Currently PR firms are working with some state Exchanges to develop effective communications plans and advertising campaigns. Names include Mintz & Hoke, Hill & Company Communications and Weber Shandwick just to name a few. Ask the Massachusetts Health Insurance Connector -- the prototype of an Exchange in the land of Romneycare -- how much it spent on PR contracts over the years. In 2007, board members signed off on a two-year contract with Weber Shandwick for $1.85 million the first year with nearly $3 million for advertising -- commission on media buys not included. And, by the way, the MA Connector upper management boasts six-figure salaries. Former MA Connector Executive Director Jon Kingsdale's salary in 2007 was $225,000 and increased in 2008 to $231,750. In 2007, Deputy Director Rosemary Day alternated between a four-day and five-day work week to the tune of $175,000. These are only two examples of the many high-flying salaries at the MA Connector, an operation run by politicians and unelected political appointees and influenced by executives from the private insurance industry.
Add up pay scales like that for every Exchange in the country, throw in some bennies, a PR contract for each Exchange, campaign costs and compensation paid by Exchanges to Navigators for plans they sell -- a grand and costly effort to push more people into America's for-profit health care system. Your tax dollars at work and mega bucks that could be used for actual hands-on medical care.
The Maryland Exchange has three campaign funding levels -- Basic, Plus and Full-Scale -- with a total for year one, two and three. Basic funding for year one is $2,450,000, Plus is $4,000,000 and Full-Scale is $6,300,000. See p.137 at this link for years two and three.
The following, from the maryland link above, gives you an idea of some of the strategies that will be in play, most likely in all states. The Maryland Exchange has been advised by Weber Shandwick to "establish a system to monitor newspaper, radio, TV and online conversations about the Exchange and the program and to establish procedures and priorities for responding to negative media stories, op-eds, blogs and reports." You can find this in the Risk Management and Responses section of Maryland's strategic marketing plan.

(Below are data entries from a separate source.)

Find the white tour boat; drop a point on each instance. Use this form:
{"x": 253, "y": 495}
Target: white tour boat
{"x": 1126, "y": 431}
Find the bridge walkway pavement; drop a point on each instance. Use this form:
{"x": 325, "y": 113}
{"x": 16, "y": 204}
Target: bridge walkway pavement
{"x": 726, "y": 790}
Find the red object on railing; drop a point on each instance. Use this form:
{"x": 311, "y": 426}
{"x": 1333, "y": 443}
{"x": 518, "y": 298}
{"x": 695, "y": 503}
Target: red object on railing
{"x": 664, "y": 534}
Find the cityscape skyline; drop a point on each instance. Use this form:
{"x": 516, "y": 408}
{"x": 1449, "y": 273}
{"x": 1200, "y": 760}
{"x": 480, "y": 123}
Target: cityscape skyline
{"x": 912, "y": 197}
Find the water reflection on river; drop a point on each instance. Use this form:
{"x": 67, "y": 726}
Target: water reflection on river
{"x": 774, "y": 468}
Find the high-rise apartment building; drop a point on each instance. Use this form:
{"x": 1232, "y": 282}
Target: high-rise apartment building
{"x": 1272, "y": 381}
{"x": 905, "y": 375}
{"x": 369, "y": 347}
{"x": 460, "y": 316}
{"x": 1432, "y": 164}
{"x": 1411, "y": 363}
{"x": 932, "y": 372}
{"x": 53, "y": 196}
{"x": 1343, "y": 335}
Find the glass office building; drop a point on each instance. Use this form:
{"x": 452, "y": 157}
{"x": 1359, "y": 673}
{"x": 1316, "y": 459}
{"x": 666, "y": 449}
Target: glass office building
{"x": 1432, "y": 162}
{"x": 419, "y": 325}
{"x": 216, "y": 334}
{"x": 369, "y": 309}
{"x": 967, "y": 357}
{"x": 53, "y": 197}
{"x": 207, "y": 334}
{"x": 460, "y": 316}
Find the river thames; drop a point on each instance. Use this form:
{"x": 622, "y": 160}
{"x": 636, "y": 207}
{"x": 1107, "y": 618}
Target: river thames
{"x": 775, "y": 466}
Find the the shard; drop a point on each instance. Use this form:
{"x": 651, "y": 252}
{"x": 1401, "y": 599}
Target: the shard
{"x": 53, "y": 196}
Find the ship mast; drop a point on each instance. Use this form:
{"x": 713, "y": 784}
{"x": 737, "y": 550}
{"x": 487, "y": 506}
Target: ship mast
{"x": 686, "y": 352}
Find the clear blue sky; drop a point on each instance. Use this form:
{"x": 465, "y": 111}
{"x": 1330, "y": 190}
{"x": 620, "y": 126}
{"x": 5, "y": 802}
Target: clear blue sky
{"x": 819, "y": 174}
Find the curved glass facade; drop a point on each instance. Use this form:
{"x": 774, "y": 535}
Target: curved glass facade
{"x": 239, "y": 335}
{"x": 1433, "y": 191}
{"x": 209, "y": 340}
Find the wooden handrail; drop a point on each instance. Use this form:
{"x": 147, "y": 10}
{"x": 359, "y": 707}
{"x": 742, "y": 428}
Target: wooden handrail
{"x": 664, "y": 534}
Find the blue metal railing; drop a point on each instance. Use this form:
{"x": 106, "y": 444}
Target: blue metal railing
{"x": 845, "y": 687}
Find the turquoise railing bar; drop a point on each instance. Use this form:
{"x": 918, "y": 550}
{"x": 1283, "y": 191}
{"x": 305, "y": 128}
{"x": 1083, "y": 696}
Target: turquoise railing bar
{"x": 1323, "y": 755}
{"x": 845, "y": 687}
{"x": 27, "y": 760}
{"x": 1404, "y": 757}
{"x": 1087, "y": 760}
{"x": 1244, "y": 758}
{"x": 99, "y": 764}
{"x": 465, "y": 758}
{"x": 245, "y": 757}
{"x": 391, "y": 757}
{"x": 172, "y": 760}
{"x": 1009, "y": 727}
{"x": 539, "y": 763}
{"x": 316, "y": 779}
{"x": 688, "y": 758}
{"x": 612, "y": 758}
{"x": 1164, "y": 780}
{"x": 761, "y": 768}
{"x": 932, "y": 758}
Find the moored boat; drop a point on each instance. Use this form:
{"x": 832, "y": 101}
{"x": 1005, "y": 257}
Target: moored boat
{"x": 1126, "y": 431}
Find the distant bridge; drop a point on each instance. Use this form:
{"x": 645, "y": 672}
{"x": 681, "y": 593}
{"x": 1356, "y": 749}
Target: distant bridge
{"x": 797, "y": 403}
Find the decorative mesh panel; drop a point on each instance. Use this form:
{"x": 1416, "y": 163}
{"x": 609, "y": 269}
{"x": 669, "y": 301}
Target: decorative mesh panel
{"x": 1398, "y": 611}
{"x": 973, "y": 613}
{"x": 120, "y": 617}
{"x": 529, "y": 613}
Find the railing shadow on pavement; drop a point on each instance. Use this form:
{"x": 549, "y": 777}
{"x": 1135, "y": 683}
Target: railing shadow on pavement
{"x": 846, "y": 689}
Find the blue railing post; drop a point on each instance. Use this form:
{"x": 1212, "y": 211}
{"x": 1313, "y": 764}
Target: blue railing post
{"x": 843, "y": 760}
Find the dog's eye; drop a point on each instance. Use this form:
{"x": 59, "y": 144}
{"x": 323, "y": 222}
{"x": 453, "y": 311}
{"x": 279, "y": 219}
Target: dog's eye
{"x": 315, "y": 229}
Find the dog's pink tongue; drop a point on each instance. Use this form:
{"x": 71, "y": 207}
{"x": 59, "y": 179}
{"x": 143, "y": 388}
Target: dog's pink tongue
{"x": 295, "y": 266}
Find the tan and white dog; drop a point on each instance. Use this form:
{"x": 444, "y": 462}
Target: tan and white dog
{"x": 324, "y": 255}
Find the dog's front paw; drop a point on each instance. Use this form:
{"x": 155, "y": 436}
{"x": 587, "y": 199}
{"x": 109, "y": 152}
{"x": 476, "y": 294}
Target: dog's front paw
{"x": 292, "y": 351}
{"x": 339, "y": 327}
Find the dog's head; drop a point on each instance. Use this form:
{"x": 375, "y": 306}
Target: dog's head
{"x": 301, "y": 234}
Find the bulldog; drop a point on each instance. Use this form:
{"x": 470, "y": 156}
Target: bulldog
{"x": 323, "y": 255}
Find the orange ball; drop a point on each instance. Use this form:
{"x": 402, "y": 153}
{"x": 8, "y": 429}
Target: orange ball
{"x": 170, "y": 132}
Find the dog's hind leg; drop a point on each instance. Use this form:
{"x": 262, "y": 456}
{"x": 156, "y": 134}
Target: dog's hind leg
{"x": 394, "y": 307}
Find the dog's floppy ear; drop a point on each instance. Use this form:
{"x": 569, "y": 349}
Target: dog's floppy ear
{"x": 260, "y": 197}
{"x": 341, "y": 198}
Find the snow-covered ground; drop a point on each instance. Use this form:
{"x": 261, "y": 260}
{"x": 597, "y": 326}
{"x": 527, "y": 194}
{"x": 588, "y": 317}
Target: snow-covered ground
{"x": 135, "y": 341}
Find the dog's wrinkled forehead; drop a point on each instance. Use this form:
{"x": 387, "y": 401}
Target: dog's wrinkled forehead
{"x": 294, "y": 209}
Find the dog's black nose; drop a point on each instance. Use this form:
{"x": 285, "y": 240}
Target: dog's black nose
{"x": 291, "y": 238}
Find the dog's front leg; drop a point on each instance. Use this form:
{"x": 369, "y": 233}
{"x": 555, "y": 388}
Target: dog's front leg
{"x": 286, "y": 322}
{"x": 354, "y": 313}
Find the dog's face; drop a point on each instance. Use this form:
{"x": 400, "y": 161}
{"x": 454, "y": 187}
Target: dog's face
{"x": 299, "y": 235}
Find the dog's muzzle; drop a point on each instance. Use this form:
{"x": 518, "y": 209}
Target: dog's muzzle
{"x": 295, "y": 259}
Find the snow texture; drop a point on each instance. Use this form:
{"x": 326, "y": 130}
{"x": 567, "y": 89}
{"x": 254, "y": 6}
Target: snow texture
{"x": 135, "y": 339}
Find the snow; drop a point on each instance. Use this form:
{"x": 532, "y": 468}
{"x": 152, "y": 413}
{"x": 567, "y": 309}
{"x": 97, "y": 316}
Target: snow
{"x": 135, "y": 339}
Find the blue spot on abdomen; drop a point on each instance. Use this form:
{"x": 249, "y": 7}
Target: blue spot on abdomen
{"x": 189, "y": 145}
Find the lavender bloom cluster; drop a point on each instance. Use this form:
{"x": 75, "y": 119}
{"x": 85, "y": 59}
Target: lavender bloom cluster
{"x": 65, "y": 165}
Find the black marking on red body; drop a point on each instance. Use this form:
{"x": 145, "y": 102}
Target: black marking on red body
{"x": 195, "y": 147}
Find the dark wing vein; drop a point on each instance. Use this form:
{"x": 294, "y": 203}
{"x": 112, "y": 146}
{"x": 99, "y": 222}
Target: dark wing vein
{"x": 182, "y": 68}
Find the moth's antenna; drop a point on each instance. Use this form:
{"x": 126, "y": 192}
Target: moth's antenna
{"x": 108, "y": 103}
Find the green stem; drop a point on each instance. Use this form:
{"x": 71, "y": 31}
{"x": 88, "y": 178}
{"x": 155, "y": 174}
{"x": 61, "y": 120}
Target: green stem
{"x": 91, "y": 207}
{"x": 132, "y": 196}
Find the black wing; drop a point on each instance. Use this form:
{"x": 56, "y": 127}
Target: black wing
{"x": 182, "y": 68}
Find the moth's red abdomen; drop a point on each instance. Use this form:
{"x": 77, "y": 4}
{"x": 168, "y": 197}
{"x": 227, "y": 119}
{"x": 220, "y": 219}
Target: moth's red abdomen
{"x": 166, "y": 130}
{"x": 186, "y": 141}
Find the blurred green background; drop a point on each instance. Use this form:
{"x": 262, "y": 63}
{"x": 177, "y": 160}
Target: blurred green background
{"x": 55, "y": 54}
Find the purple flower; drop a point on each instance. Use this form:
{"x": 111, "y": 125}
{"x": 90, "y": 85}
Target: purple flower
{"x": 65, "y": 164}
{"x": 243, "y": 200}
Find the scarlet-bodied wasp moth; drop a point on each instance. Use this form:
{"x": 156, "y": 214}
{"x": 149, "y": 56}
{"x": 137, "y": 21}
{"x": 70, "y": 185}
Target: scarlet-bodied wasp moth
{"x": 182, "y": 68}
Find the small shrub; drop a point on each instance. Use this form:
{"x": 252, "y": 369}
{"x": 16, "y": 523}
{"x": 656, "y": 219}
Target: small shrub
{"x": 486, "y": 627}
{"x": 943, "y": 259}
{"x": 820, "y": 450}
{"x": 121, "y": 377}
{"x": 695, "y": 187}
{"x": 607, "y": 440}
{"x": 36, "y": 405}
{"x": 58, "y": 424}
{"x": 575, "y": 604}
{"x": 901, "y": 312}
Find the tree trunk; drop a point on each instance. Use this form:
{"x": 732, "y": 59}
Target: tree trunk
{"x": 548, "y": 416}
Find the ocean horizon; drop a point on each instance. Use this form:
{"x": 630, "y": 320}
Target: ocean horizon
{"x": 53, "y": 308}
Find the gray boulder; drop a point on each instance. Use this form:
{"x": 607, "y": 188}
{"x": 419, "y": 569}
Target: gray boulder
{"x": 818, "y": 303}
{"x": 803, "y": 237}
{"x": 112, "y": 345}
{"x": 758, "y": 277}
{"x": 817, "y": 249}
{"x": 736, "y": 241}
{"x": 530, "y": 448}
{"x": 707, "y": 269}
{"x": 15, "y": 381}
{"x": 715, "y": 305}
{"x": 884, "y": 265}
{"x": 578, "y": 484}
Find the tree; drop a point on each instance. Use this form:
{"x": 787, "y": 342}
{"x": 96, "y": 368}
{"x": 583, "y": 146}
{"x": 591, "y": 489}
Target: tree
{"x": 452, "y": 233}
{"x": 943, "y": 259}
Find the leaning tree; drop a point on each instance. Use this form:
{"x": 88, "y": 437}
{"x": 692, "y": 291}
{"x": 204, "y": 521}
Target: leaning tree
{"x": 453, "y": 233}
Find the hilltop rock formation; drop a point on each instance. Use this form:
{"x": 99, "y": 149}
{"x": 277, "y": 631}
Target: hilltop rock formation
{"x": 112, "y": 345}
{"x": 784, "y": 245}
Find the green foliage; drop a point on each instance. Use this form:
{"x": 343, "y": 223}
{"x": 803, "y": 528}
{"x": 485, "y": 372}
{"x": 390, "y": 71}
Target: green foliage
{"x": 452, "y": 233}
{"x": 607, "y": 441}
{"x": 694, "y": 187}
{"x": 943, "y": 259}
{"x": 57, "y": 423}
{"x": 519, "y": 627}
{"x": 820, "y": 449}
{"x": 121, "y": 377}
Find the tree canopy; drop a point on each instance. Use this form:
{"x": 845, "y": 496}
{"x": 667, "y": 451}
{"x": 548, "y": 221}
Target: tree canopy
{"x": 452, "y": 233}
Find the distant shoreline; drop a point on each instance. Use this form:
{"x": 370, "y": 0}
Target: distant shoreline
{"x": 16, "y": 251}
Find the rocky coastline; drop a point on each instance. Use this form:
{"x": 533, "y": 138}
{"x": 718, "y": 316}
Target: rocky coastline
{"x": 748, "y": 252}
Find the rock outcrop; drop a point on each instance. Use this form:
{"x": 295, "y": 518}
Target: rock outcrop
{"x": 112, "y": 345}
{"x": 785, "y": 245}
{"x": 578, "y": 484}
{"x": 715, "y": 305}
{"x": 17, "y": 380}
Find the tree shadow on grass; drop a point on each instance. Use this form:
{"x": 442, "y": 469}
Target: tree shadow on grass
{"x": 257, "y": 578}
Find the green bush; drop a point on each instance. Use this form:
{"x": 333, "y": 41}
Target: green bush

In the Earned Media/Public Relations section, advice includes " . . . putting out stories on the first effective enrollees, enrollment number milestones, and enrollee testimonials. Each of these becomes the focus for positive, brand-reinforcing stories. There will also be the risk of negative stories, including potential topics such as enrollment snafus, delays in issuing insurance cards, the cost of Qualified Health Plans [government-approved plans], claims of "shoddy' Bronze coverage, incidents of physicians refusing to accept enough new patients to serve the uninsured and other negative topics." "While coverage is bound to include some level of criticism it can be success- fully countered by putting a human face on heatlh reform."
The Social and Digital Media section advises an invasion of the Internet including social media to market health insurance by "delivering the right messages to the right audience at the right time," (probably using Herndon spin) to "help drive enrollment in the Exchange," and also flooding newspapers with op-eds to contradict reported adverse effects of the ACA.